Friday, February 19, 2010

English Breakfasts

i
Grandmother died yesterday,

a little girl tells me at breakfast,
and Mommy says we’ll inherit something.
How English, I think.
The teapot hides
in a quilted cozy.
The sugar is cubed,
the silver spoons polished
by the Irish maid.
Not one pinched face at this table
can extrude a tear.

ii
On the street, a moving truck
is engorged with furniture.
Its double-doors close.
A thin, pale woman
looks back at the Tudor
house, the round hill,
the enclosing oaks.
I suppose I shall miss it,
she tells her husband.
It had too many rooms, anyway.

They drive off.

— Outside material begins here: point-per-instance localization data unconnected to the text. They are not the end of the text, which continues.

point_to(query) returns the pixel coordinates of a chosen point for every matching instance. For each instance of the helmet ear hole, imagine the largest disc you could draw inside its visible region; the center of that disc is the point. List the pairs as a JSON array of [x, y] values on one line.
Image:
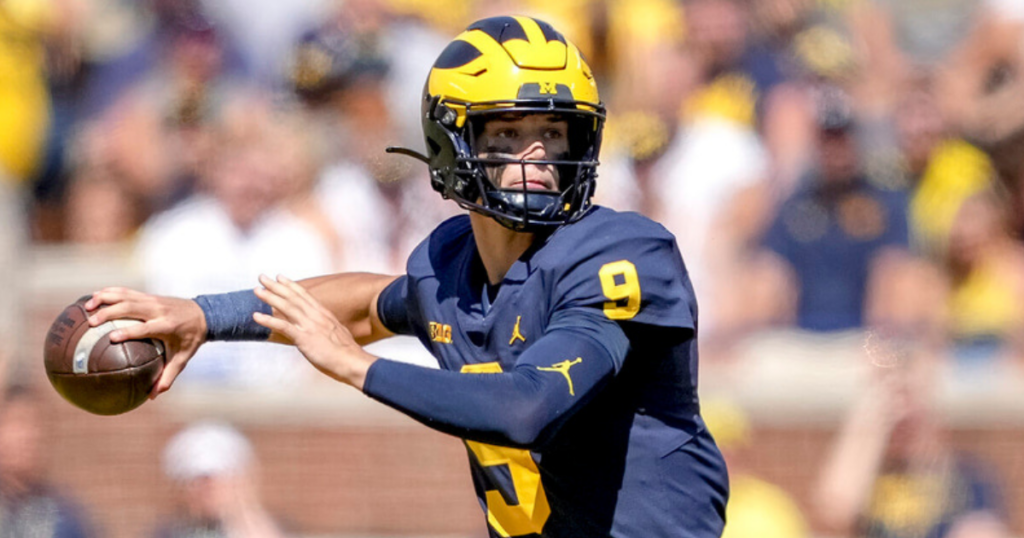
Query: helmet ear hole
[[443, 114]]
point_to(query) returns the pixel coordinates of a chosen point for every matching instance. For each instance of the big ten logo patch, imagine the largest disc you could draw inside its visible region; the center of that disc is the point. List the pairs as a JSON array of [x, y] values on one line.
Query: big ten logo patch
[[440, 332]]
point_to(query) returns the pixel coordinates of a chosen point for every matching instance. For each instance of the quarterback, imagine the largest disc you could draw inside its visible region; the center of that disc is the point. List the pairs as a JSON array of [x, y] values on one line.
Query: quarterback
[[565, 332]]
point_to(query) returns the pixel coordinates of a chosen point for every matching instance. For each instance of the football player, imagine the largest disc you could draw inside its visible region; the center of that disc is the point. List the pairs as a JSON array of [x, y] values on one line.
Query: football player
[[565, 332]]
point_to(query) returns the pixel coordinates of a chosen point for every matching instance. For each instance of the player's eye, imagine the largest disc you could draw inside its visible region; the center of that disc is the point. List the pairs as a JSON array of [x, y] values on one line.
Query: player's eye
[[553, 134]]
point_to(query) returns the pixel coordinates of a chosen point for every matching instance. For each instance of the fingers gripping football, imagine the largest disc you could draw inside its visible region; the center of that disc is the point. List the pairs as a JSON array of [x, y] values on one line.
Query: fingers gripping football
[[178, 323]]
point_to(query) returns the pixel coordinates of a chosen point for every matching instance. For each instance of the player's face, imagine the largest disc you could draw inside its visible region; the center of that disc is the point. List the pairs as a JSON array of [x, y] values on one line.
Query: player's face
[[531, 136]]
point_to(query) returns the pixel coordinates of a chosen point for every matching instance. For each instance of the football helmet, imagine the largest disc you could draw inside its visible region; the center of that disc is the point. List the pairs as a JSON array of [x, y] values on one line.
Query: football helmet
[[501, 66]]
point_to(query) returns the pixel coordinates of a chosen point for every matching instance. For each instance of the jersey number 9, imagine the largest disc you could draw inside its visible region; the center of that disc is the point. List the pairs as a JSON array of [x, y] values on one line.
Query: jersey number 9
[[622, 286]]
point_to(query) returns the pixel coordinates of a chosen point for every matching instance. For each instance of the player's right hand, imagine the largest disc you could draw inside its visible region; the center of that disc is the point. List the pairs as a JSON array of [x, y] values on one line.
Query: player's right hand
[[178, 323]]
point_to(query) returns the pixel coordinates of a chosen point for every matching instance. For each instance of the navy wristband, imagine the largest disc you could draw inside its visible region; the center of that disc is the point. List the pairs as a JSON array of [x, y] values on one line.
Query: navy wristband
[[229, 316]]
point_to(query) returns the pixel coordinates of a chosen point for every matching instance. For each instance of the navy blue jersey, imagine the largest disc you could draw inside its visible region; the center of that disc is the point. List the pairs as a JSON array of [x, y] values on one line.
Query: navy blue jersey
[[598, 321]]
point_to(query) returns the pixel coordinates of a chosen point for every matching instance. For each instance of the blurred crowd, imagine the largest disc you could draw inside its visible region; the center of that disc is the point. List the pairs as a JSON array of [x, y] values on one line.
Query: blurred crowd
[[826, 166]]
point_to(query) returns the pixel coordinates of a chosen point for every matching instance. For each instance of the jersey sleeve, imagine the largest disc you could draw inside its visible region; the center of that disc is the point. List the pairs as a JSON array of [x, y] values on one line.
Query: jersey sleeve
[[630, 272], [523, 407], [392, 306]]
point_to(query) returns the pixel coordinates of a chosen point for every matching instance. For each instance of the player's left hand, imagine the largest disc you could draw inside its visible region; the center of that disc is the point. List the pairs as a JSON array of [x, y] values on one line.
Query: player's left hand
[[315, 331]]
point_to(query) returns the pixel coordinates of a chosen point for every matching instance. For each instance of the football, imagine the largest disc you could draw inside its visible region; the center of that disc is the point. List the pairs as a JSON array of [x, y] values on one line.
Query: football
[[94, 374]]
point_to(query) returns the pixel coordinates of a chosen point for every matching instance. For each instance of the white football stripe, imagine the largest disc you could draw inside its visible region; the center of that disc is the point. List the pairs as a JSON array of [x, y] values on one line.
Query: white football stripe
[[80, 363]]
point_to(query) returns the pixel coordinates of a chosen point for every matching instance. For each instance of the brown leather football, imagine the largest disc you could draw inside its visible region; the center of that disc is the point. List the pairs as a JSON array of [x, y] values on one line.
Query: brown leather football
[[94, 374]]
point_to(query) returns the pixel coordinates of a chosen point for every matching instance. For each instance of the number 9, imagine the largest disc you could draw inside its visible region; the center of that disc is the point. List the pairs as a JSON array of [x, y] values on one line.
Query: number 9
[[628, 290]]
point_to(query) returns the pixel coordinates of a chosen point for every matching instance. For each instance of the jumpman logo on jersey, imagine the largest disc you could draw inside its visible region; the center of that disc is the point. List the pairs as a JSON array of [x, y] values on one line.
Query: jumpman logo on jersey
[[516, 335], [563, 368]]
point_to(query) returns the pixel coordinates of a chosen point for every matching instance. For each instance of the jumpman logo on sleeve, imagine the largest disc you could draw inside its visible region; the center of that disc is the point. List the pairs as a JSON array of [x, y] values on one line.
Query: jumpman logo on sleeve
[[516, 335], [563, 368]]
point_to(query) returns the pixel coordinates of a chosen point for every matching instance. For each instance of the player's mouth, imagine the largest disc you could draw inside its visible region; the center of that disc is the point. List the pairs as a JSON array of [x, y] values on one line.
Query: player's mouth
[[534, 184]]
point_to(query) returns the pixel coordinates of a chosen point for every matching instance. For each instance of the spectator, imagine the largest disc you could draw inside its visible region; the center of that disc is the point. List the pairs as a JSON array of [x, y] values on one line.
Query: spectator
[[892, 472], [833, 232], [757, 508], [30, 504], [986, 270], [237, 225], [213, 469]]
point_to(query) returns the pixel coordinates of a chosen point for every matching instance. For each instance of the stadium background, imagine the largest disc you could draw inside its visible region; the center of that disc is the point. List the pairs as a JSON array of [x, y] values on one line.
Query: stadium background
[[98, 146]]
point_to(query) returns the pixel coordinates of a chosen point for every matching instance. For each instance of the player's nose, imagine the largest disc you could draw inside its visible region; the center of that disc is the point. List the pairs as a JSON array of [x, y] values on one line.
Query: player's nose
[[536, 150]]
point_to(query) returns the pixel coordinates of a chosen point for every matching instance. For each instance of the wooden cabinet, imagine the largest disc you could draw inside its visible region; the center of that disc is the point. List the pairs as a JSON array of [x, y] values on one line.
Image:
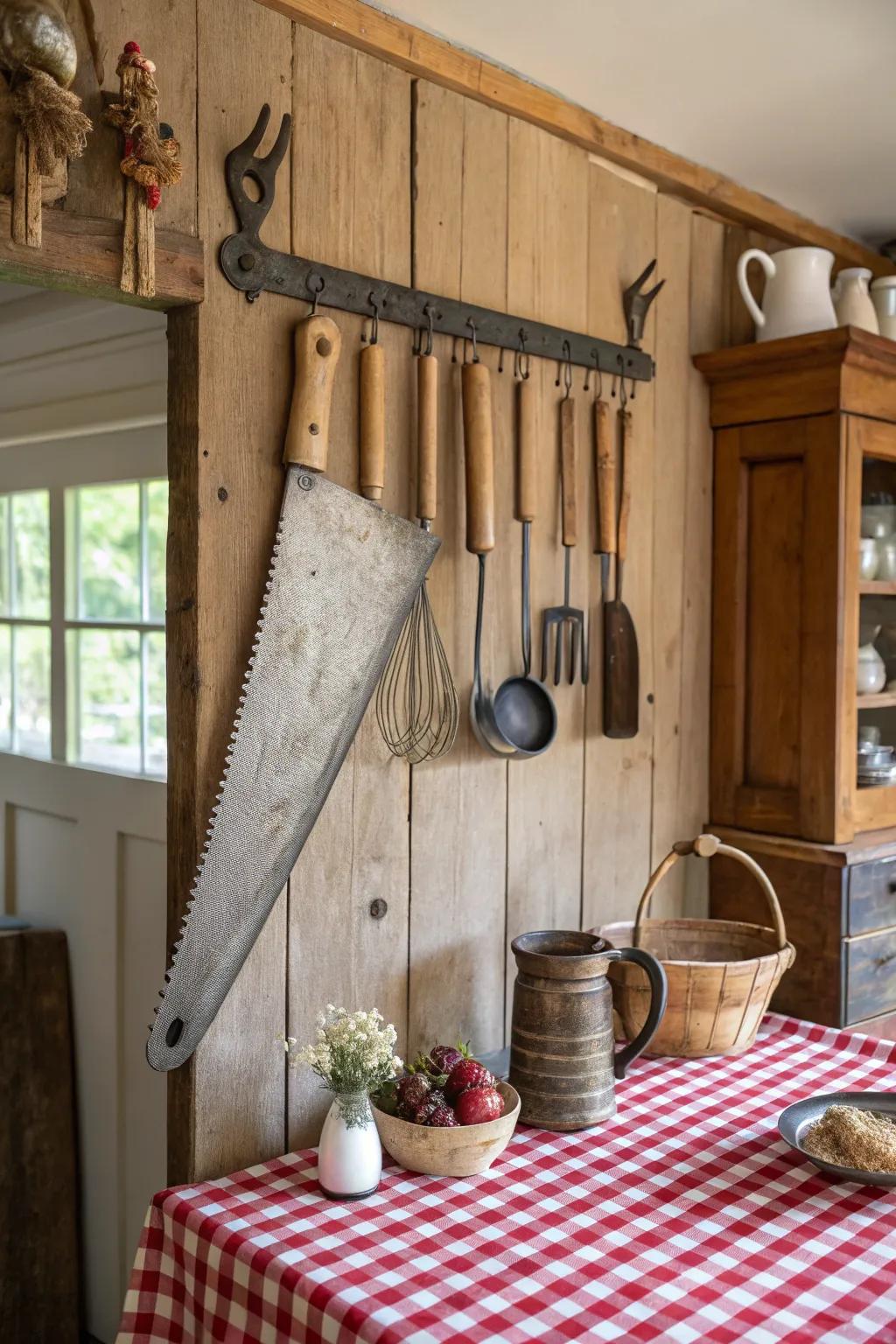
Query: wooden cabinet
[[805, 438], [840, 909], [805, 430]]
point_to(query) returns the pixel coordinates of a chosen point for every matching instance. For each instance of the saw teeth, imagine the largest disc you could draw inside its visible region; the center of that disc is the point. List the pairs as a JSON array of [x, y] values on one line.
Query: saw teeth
[[220, 797]]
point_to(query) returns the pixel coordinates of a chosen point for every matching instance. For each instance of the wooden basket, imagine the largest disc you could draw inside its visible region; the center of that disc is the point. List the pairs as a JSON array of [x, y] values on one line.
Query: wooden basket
[[722, 972]]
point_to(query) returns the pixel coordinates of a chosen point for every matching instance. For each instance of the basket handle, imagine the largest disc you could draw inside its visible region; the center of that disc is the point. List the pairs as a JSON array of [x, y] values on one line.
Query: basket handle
[[705, 847]]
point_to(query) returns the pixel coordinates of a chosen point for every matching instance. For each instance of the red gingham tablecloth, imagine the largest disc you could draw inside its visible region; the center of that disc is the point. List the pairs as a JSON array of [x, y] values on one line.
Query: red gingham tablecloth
[[685, 1219]]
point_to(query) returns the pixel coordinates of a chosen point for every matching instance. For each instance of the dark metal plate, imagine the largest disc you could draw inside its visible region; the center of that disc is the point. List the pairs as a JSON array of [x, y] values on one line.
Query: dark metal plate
[[795, 1120]]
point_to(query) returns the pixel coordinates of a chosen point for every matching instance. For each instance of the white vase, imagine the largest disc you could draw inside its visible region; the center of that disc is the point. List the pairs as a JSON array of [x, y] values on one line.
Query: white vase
[[797, 298], [349, 1156], [852, 301], [871, 671], [883, 296]]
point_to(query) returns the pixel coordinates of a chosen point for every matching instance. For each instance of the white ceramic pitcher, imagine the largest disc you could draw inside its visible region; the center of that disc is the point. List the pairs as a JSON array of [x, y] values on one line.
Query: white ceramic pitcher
[[797, 293]]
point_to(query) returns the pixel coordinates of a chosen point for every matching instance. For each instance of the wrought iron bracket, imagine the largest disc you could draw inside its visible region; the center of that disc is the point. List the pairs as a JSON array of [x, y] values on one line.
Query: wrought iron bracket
[[254, 268]]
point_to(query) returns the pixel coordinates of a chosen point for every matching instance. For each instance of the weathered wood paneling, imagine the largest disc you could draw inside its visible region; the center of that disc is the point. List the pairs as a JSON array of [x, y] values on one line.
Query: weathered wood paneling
[[416, 183], [359, 850], [622, 235], [458, 817], [235, 1086]]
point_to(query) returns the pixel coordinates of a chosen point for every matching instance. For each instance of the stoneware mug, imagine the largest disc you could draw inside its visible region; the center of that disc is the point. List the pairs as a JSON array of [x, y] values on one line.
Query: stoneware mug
[[564, 1058]]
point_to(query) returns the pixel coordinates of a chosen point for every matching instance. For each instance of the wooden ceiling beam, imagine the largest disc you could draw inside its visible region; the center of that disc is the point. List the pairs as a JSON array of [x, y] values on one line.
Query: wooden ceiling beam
[[83, 256], [431, 58]]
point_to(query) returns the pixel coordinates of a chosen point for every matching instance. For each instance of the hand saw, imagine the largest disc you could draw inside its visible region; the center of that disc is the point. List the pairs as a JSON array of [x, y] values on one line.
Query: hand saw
[[341, 579]]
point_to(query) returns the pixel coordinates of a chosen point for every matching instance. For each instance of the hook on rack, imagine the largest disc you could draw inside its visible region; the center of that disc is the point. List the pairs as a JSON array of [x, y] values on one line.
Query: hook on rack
[[375, 321], [418, 333], [595, 356], [318, 290], [522, 358], [566, 368], [476, 354]]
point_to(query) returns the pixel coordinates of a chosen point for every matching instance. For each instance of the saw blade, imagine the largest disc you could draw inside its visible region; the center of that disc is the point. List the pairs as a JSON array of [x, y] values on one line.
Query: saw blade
[[343, 578]]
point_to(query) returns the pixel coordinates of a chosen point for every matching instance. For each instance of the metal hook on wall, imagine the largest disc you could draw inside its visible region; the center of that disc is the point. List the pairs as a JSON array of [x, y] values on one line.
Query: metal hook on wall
[[522, 358], [566, 368], [316, 290], [597, 368], [476, 354], [375, 321]]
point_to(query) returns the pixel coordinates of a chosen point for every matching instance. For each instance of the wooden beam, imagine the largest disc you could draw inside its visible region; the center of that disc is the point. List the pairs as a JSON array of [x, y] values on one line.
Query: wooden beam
[[436, 60], [83, 256]]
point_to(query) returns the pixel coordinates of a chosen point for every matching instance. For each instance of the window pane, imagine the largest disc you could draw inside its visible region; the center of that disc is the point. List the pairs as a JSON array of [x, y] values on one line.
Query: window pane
[[4, 556], [32, 690], [32, 554], [109, 553], [156, 717], [5, 689], [107, 671], [156, 538]]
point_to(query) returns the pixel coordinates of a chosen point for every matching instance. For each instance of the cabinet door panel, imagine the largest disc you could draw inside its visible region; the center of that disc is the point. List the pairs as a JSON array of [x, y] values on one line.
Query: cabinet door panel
[[777, 621], [774, 584]]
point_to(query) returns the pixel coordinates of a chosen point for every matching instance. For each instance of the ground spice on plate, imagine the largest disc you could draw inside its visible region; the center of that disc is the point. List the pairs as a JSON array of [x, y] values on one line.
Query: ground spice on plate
[[850, 1138]]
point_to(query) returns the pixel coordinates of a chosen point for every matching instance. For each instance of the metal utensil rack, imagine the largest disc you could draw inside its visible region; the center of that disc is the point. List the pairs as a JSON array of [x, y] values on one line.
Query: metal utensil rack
[[254, 268]]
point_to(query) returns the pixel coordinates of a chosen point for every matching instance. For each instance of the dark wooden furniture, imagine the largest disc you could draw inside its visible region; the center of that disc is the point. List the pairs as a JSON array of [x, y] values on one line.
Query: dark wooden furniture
[[38, 1172], [801, 429], [840, 907]]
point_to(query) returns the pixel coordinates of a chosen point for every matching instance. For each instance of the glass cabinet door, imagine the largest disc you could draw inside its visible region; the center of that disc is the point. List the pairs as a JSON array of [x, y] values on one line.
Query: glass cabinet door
[[873, 564]]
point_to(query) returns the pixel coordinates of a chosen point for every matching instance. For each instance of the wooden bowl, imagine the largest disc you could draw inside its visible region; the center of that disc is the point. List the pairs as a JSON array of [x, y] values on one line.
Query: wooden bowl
[[464, 1151]]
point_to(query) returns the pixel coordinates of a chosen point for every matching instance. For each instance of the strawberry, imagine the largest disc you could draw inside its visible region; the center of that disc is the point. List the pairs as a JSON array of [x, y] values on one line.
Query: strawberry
[[411, 1092], [444, 1118], [479, 1105], [469, 1073], [444, 1058]]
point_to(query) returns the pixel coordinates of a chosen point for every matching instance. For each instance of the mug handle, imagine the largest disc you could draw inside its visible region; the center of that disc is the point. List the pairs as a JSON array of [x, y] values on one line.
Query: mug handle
[[768, 266], [659, 993]]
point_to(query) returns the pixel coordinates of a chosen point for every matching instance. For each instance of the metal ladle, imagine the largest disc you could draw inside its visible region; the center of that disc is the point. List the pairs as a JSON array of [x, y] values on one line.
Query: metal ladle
[[524, 710], [520, 721], [479, 464]]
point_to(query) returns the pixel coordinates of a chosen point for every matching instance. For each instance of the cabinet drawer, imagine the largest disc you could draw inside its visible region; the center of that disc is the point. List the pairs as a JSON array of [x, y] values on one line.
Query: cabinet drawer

The house
settles and sighs audibly.
A branch falls
from an embarrassed maple.

iii
My father, whom
I had not seen in thirty years,
told me of his memories:
Your grandfather took me out
for a beer once.
I was twenty-six
and in the army.
It’s the only time
he ever really talked to me.


When I wrote, I called him “Old One.”
He signed his letters,
“Don.”
Going on sixty, I warmed up
to “Venerable Rutherford”;
he was past ninety,
and, finally, at the close
of a hand-printed letter,
he ended it:
DAD.

Epigrams

Always check pigsties for pearls:
many have fallen in.

Two in the bush
is the root of all evil.

If you go to a place,
and you find it is Sparta,
then you must make it Athens.

Monday, February 15, 2010

Irises

Before a certain bridge I cross each night —
my eyes are bent downward so as to miss
who does or doesn’t come to that window —
I study a cottage’s garden plot.
I have never known who lives here,
but have grown to know that militant line
of soldier irises in purple plumes,
their wind-rumpled hoods on defiant spear-ends,
the constant bulbs as certain as sunrise.

By day the flowers welcomed visitors —
hived bees and humming, brazen dragonflies,
by day they shamed the variable sky.
(By day I see that, in your nearby loft, 
your
windows darken,
concealing your presence or your absence.
Only your door mouth, opening and closing,
admitting and ejecting visitors,
confirms to me that you are tenant still.
Your lovers’ faces smite me with smiling;
in their dejection I recall my pain.)

On moonless nights I man the silent bridge,
brood on the madness of water lilies
that choke up the swelling, algae’d outlet.
I peer over the dam-edge precipice
at the shallow, tamed creek bed far below.

Beneath the lit and curtained windows
of your unsuspecting neighbor,
the irises stand guard like sentinels,
dark eyes awatch beneath those still petals,
the hidden golden stamens scolding me,
the patient bulbs oblivious to love,
serene as Buddhas, requiring nothing.

Within your casements,
above the dim-dark bookstore,
a galaxy stirs,
a sphere of light in a candle centered,
then other spheres, then moving silhouettes.
One is your cameo, then you are lit.
Moving to music now, your arms might close
around another’s neck. Your visitor
eclipses you, his night enfolding you,
your ivory breast his evening star,
his your heartbeat till morning’s dim crescent.
(O double Venus, which of you is true?)

Lights out, all but the streetlamps,
I turn back to my sleeping irises,
black blooms in owl-watch, consoling friars.
All day you give me eyes-alms blossoming;
all night you silently companion me,
never mocking this madness of loving,
dying of perfect beauty, and alone.

Note: The One for and about whom this poem was written is dead now. The summer nights depicted here live on.